Dutch Staten Vertaling

French 1910

Psalms

83

1Een lied, een psalm van Asaf.
1Cantique. Psaume d'Asaph. O Dieu, ne reste pas dans le silence! Ne te tais pas, et ne te repose pas, ô Dieu!
2O God! zwijg niet, houd U niet als doof, en zijt niet stil, o God!
2Car voici, tes ennemis s'agitent, Ceux qui te haïssent lèvent la tête.
3Want zie, Uw vijanden maken getier, en Uw haters steken het hoofd op.
3Ils forment contre ton peuple des projets pleins de ruse, Et ils délibèrent contre ceux que tu protèges.
4Zij maken listiglijk een heimelijken aanslag tegen Uw volk, en beraadslagen zich tegen Uw verborgenen.
4Venez, disent-ils, exterminons-les du milieu des nations, Et qu'on ne se souvienne plus du nom d'Israël!
5Zij hebben gezegd: Komt, en laat ons hen uitroeien, dat zij geen volk meer zijn; dat aan den naam Israels niet meer gedacht worde.
5Ils se concertent tous d'un même coeur, Ils font une alliance contre toi;
6Want zij hebben in het hart te zamen geraadslaagd; tegen U hebben zij een verbond gemaakt;
6Les tentes d'Edom et les Ismaélites, Moab et les Hagaréniens,
7De tenten van Edom en der Ismaelieten, Moab en de Hagarenen;
7Guebal, Ammon, Amalek, Les Philistins avec les habitants de Tyr;
8Gebal, en Ammon, en Amalek, Palestina met de inwoners van Tyrus.
8L'Assyrie aussi se joint à eux, Elle prête son bras aux enfants de Lot.

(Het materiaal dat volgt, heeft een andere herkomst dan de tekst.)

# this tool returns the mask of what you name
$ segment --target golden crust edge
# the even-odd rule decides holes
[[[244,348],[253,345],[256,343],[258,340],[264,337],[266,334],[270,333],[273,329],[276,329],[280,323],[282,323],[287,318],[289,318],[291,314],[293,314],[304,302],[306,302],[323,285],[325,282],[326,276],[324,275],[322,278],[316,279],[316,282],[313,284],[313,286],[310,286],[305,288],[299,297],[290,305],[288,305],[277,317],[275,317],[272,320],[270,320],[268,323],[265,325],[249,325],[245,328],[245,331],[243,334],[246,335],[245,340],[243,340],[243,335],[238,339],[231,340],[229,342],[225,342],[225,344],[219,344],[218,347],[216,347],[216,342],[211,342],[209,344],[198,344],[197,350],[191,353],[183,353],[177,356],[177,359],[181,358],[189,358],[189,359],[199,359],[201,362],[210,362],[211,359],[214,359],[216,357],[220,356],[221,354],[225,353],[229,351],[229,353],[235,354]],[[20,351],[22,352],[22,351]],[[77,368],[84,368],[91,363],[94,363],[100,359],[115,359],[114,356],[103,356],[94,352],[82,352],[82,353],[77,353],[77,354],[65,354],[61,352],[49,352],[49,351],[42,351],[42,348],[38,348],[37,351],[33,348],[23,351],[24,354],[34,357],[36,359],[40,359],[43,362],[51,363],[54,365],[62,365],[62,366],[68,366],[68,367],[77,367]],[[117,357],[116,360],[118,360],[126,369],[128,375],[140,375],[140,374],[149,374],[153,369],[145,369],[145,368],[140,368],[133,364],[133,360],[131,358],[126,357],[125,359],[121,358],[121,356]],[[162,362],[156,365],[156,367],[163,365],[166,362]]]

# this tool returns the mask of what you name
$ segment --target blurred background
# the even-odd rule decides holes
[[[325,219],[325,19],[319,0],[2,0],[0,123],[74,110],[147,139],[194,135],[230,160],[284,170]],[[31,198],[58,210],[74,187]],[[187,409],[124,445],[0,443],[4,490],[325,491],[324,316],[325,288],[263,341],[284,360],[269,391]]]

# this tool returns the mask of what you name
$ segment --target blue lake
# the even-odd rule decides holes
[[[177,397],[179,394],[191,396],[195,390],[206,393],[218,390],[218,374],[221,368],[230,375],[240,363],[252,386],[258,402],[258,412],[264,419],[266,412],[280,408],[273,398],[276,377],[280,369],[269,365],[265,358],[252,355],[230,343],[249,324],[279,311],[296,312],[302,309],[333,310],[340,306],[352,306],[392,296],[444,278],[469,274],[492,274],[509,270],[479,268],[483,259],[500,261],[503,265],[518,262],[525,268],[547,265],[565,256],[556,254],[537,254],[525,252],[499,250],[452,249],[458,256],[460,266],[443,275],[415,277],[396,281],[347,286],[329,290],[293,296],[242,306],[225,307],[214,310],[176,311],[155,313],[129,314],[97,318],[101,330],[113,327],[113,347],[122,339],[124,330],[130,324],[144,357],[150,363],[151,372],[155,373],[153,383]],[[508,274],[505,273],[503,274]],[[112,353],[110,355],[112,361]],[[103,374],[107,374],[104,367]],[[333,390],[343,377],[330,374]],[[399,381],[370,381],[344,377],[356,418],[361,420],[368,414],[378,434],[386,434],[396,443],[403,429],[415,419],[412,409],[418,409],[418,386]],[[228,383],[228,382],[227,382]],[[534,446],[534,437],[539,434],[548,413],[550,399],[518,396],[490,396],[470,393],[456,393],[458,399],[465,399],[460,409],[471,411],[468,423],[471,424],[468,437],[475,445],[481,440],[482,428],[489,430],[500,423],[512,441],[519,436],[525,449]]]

Pause.
9Ook heeft zich Assur bij hen gevoegd; zij zijn den kinderen van Lot tot een arm geweest. Sela.
9Traite-les comme Madian, Comme Sisera, comme Jabin au torrent de Kison!
10Doe hun als Midian, als Sisera, als Jabin aan de beek Kison;
10Ils ont été détruits à En-Dor, Ils sont devenus du fumier pour la terre.
11Die verdelgd zijn te Endor; zij zijn geworden tot drek der aarde.
11Traite leurs chefs comme Oreb et Zeeb, Et tous leurs princes comme Zébach et Tsalmunna!
12Maak hen en hun prinsen als Oreb en als Zeeb, en al hun vorsten als Zebah en als Zalmuna;
12Car ils disent: Emparons-nous Des demeures de Dieu!
13Die zeiden: Laat ons de schone woningen Gods voor ons in erfelijke bezitting nemen.
13Mon Dieu! rends-les semblables au tourbillon, Au chaume qu'emporte le vent,
14Mijn God! maak hen als een wervel, als stoppelen voor den wind.
14Au feu qui brûle la forêt, A la flamme qui embrase les montagnes!
15Gelijk het vuur een woud verbrandt, en gelijk de vlam de bergen aansteekt;
15Poursuis-les ainsi de ta tempête, Et fais-les trembler par ton ouragan!
16Vervolg hen alzo met Uw onweder, en verschrik hen met Uw draaiwind.
16Couvre leur face d'ignominie, Afin qu'ils cherchent ton nom, ô Eternel!
17Maak hun aangezicht vol schande, opdat zij, o HEERE! Uw Naam zoeken.
17Qu'ils soient confus et épouvantés pour toujours, Qu'ils soient honteux et qu'ils périssent!
18Laat hen beschaamd en verschrikt wezen tot in eeuwigheid, en laat hen schaamrood worden, en omkomen; [ (Psalms 83:19) Opdat zij weten, dat Gij alleen met Uw Naam zijt de HEERE, de Allerhoogste over de ganse aarde. ]
18Qu'ils sachent que toi seul, dont le nom est l'Eternel, Tu es le Très-Haut sur toute la terre!